Environmental Critique on OOE
by Adam Robbert
A great post HERE. Post author Christine Skolnik writes:
Object-oriented ecology might be an antidote for both old-school, resource-greedy attitudes toward nature and self-negating, yet self-absorbed, deep ecology. Without going into unnecessary detail, old-school views of nature privilege the human being as a self-justified, imperious subject wielding wondrous technologies in order to extract value from the environment. Deep ecology, conversely, is invested in de-centering the human, though its very objections and abjections can be interpreted as a form of narcissism. The guilt and shame of deep ecology may arise from a sense of superiority: the responsibilities of a unique subject among common objects. In either case it does not follow that only human beings can solve the problem. Shouldn’t the mess we’ve made serve as a proof of our basic incompetence as environmental stewards?

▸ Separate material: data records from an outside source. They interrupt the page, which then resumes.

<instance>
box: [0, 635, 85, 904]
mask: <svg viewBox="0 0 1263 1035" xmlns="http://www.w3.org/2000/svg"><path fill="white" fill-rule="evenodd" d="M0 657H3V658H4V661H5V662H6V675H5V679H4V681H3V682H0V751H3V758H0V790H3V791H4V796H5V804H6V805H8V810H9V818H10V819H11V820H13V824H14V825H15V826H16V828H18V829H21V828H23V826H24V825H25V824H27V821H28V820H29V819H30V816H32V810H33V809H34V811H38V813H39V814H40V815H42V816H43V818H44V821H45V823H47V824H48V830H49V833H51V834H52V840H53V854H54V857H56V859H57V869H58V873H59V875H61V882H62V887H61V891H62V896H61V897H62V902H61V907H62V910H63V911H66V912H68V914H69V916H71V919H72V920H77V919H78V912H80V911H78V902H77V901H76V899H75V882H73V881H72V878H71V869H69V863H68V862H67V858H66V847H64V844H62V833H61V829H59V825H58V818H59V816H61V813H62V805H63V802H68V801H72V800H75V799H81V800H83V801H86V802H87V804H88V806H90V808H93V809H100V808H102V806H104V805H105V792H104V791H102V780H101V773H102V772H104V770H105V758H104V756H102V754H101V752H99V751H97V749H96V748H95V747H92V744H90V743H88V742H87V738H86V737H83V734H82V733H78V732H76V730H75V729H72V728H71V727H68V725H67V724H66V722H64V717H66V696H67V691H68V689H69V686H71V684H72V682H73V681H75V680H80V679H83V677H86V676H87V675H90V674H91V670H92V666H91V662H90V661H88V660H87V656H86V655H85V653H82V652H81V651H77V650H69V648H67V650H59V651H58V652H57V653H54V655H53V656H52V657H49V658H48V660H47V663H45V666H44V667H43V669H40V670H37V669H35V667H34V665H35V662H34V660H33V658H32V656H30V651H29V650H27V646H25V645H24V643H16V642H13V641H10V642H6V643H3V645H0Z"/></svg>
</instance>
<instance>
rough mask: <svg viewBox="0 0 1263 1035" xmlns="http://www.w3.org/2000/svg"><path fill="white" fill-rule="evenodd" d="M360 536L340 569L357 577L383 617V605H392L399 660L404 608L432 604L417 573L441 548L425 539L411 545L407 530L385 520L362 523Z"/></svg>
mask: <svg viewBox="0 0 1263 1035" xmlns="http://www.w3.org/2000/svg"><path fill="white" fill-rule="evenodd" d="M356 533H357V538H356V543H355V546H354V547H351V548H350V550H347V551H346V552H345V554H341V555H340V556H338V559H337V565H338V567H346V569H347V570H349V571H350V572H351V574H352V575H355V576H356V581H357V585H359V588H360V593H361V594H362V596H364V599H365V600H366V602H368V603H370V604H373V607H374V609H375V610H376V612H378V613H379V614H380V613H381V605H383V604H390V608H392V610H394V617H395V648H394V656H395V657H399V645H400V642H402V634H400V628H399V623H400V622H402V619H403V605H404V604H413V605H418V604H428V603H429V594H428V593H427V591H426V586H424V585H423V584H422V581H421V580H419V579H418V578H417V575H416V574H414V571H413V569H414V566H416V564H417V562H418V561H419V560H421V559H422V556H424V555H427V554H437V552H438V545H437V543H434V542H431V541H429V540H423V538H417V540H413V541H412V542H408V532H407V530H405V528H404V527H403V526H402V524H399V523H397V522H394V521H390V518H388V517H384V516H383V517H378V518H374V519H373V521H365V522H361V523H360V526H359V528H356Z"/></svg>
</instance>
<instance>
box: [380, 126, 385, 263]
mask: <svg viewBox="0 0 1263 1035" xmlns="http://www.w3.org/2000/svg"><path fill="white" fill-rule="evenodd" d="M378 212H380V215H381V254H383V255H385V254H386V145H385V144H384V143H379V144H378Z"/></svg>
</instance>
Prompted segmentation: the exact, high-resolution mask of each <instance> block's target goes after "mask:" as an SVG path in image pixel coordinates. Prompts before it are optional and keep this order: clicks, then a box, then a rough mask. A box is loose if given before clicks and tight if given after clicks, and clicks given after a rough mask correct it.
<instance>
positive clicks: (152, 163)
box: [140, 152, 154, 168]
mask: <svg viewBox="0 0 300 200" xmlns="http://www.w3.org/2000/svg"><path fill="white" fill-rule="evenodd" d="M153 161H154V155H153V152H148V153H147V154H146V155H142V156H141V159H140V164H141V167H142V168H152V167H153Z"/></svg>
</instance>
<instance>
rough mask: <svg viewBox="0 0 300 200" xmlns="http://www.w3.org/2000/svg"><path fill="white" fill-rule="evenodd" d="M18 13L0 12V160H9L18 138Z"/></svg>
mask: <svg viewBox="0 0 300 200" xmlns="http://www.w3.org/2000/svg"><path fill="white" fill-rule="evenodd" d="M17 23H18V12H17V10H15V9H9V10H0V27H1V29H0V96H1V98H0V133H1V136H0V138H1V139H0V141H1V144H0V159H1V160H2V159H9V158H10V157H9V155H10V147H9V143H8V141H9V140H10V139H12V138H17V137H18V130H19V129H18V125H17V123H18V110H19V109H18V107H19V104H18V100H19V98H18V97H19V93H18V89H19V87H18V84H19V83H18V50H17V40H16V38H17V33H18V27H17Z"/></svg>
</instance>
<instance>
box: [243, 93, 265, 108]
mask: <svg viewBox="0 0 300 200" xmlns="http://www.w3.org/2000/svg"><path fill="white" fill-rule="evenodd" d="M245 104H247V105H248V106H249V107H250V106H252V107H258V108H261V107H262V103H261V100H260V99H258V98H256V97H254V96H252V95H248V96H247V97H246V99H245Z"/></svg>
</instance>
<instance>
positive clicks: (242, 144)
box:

I think this is mostly an accurate statement, though perhaps a bit harsh on the deep ecologists. Deep ecologists have done a tremendous amount of work in rethinking the human-ecology dynamic, though don’t quite push the envelope far enough. My own criticism of deep ecology stems not from any false sense of superiority that might be implied by advocating such a view. But rather that deep ecology often, to my mind, stops thinking just as it opens the door to that familiar, yet alien, world we should be thinking the most: the world of the nonhuman which we exist within, amidst, and through. By generating a sort of indistinguishable evolutionary monism, deep ecology tends less towards the alien and independently existing nature of things, and more towards the holistic sense in which everything is ultimately the same. In other words, deep ecology is a kind of subtle reductionism or overmining.